An acquisition target, also called a target company, is a business that another company wishes to acquire. Normally, takeovers are determined as hostile or friendly, depending on the tactic used by the bidding company. Acquisition targets are often identifiable by different qualities, and identifying which companies could be targeted is an important part of investing.
To acquire a target company, an offering company must purchase a majority of the target’s shares. This can be done by buying shares on the open market, convincing shareholders to sell, convincing the takeover target’s board that the takeover is in their best interest, or using influence to oust dissenting board members. In an amicable takeover, the board agrees the takeover will be beneficial; in the event of a hostile takeover, the bidders will seek a majority shareholding regardless of the opinion of the board of directors.
A takeover target that is subjected to a hostile takeover attempt by a bidding company has a wide variety of tactics to repel unwanted buyers. In a white knight strategy, a third company that wishes to prevent the bidder from acquiring the target will buy enough stock to prevent the majority, while not being interested in acquiring the takeover target for itself. A gray or black knight defense is considerably riskier, as the third company may want to get the majority for itself, and the target company is left praying that the two bidders will block each other.
Depending on the board’s desperation, takeover targets could attempt one of many varieties of poison pill defenses. These involve taking on huge new debt to make the company less attractive to bidders or ensuring severe penalties for shareholders if the company is bought out. In scorched earth defense, the company enters into agreements to ensure that all assets are liquidated in the event of a takeover. The disadvantages of these harsh tactics are that if the takeover is unsuccessful, the target of the takeover is left vulnerable by the debt it has taken on or the tactics used.
According to market experts, there are numerous signs that a company may be or become a takeover target. Small companies that fill a new or unusual niche in the market will likely be snapped up by large corporations once they’ve proven themselves able to turn a profit. Companies that need additional funding to extend the availability of their products due to higher-than-expected demand are also extremely vulnerable to a takeover. In general, if a small company has a good profit history, good consumer ratings, and a well-managed structure, it will be desirable for large companies that want to increase their profit margins without the risk of starting entirely new ventures.
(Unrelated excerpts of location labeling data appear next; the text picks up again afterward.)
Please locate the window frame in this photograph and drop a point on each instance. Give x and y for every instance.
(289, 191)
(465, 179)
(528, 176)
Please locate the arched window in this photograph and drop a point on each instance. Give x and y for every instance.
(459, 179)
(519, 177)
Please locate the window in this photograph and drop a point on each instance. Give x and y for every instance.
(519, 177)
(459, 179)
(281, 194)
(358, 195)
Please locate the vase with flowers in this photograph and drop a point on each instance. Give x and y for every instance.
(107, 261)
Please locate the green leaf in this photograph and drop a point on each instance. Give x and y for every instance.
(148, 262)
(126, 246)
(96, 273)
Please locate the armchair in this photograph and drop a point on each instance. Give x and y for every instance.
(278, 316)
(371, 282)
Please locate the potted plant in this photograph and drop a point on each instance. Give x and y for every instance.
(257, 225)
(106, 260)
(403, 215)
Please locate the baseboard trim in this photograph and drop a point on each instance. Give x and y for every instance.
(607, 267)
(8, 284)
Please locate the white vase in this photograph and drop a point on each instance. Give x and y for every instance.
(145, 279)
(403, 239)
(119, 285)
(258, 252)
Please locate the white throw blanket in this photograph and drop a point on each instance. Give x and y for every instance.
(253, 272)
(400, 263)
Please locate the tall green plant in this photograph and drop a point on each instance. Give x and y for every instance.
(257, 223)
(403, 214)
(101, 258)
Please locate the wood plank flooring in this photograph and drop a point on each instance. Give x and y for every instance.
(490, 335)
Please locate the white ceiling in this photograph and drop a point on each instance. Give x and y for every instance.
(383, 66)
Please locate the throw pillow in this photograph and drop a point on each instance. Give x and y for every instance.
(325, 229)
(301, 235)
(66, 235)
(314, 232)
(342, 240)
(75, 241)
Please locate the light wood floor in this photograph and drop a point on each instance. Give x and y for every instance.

The ability to uncover a potential acquisition target can be an extremely lucrative skill. Having shares in an acquisition target can be advantageous, as the amount paid for them by a bidder company will normally be significantly higher than prices on the open market. Savvy investors are able to spot takeover targets before takeover attempts are made, allowing them to liquidate their shares to the bidding company with the highest possible profit margin.